The ministers discussed the drafting of an inter-governmental agreement between Russia, Turkey and Italy on the construction of the Samsun-Ceyhan oil pipeline.

Further work on the draft will focus on coordinating and signing inter-corporate documents between companies.

Shmatko called for enhanced cooperation in the power industry, including in the construction of thermal power plants working on natural gas. “This question has become particularly relevant now that some European countries are phasing out their atomic energy programmes,” the Energy Ministry’s press service said.

South Stream, which will be jointly built by Gazprom and ENI, will eventually take 30 billion cubic meters of Russian natural gas a year to southern Europe, with Greece becoming a transit state on the southern arm of the pipeline pumping gas to Italy.

Analysts have said that the project, which aims to link Gazprom’s Siberian gas fields with Europe and is seen as a competitor to the EU-backed Nabucco pipeline, will cost around 10 billion euro, or 15.82 billion U.S. dollars.

The projected South Steam gas transit pipeline starts at the Beregovaya compressor station at the Russian Black Sea coast. It would run through the Black Sea to the Bulgarian port of Varna, where it splits – the southwestern pipe would go to southern Italy via Greece, whereas the northwestern route would go through Serbia to northern Italy, possibly including Croatia, Slovenia, Hungary, and Austria.

South Stream is scheduled to become operational in 2013. The 900-kilometre-long undersea section of the pipeline will run from the gas compressor facility at Beregovaya, on Russia’s Black Sea coast, near Arkhipo-Osipovka, towards the city of Burgas, in Bulgaria. The sea’s maximum depth on this route is 2,000 metres.

On the ground the pipeline will split.
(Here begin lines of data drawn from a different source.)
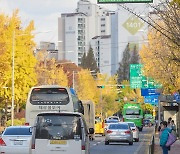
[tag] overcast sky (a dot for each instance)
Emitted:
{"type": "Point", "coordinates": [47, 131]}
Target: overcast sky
{"type": "Point", "coordinates": [45, 14]}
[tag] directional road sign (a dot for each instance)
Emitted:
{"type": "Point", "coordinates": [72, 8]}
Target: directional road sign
{"type": "Point", "coordinates": [149, 92]}
{"type": "Point", "coordinates": [135, 76]}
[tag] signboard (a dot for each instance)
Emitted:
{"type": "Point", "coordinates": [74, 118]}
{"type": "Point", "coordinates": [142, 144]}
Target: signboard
{"type": "Point", "coordinates": [133, 24]}
{"type": "Point", "coordinates": [148, 82]}
{"type": "Point", "coordinates": [153, 99]}
{"type": "Point", "coordinates": [149, 92]}
{"type": "Point", "coordinates": [135, 76]}
{"type": "Point", "coordinates": [124, 1]}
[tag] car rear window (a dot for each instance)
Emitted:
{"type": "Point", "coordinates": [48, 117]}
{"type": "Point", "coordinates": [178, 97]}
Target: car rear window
{"type": "Point", "coordinates": [58, 127]}
{"type": "Point", "coordinates": [118, 126]}
{"type": "Point", "coordinates": [17, 131]}
{"type": "Point", "coordinates": [131, 124]}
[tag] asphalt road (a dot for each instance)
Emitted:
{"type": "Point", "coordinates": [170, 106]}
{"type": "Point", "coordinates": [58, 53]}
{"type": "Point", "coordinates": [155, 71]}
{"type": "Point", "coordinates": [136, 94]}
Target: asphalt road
{"type": "Point", "coordinates": [98, 147]}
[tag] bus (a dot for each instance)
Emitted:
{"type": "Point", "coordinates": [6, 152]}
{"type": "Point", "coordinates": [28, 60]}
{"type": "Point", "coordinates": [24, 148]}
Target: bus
{"type": "Point", "coordinates": [89, 115]}
{"type": "Point", "coordinates": [99, 125]}
{"type": "Point", "coordinates": [133, 113]}
{"type": "Point", "coordinates": [150, 117]}
{"type": "Point", "coordinates": [53, 98]}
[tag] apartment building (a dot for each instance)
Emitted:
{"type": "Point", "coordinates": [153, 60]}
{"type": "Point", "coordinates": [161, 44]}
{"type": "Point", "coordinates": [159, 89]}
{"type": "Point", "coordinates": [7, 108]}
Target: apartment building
{"type": "Point", "coordinates": [75, 30]}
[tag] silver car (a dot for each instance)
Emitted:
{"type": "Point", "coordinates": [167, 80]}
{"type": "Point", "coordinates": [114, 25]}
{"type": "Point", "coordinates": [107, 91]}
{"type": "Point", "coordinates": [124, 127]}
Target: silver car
{"type": "Point", "coordinates": [118, 132]}
{"type": "Point", "coordinates": [16, 140]}
{"type": "Point", "coordinates": [135, 131]}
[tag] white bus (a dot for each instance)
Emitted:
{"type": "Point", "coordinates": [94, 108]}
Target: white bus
{"type": "Point", "coordinates": [51, 98]}
{"type": "Point", "coordinates": [89, 115]}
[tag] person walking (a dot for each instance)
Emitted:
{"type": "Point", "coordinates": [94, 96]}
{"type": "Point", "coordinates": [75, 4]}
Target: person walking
{"type": "Point", "coordinates": [164, 136]}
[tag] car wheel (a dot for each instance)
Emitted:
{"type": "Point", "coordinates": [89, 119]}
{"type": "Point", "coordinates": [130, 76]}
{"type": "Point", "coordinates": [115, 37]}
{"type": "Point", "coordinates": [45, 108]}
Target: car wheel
{"type": "Point", "coordinates": [131, 143]}
{"type": "Point", "coordinates": [106, 142]}
{"type": "Point", "coordinates": [136, 139]}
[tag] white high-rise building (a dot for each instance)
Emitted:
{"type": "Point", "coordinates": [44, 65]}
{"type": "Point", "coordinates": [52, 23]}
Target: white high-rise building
{"type": "Point", "coordinates": [75, 30]}
{"type": "Point", "coordinates": [101, 46]}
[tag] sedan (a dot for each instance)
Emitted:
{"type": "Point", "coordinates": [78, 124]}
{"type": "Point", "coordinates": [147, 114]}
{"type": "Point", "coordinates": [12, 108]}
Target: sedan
{"type": "Point", "coordinates": [119, 132]}
{"type": "Point", "coordinates": [107, 122]}
{"type": "Point", "coordinates": [135, 131]}
{"type": "Point", "coordinates": [16, 140]}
One (southwestern) branch will be laid across Bulgaria and Greece and the Adriatic Sea towards Brindisi, in Italy, and the other (northwestern one) may follow either of the two routes still being considered – Bulgaria-Serbia-Hungary-Austria, or Bulgaria-Serbia-Croatia, Slovenia-Austria.

South Stream is a strategic project for Europe’s energy security and should be implemented by the end of 2015. Work is currently underway to draft a feasibility study for the marine section across the Black Sea and the surface section running through the transit countries.

The inter-governmental agreement signed in Vienna on April 25, 2010 between Russia and Austria on cooperation under the South Stream project removes all legal obstacles to its implementation.

The agreement was the last document that was necessary for the start of the project. Russia has signed similar documents with Serbia, Hungary, Greece, Slovenia, and Croatia.

The overall capacity of the marine section of the pipeline will be 63 billion cubic meters a year. Its cost is about 8.6 billion euros. The section is scheduled to be commissioned before December 31, 2015.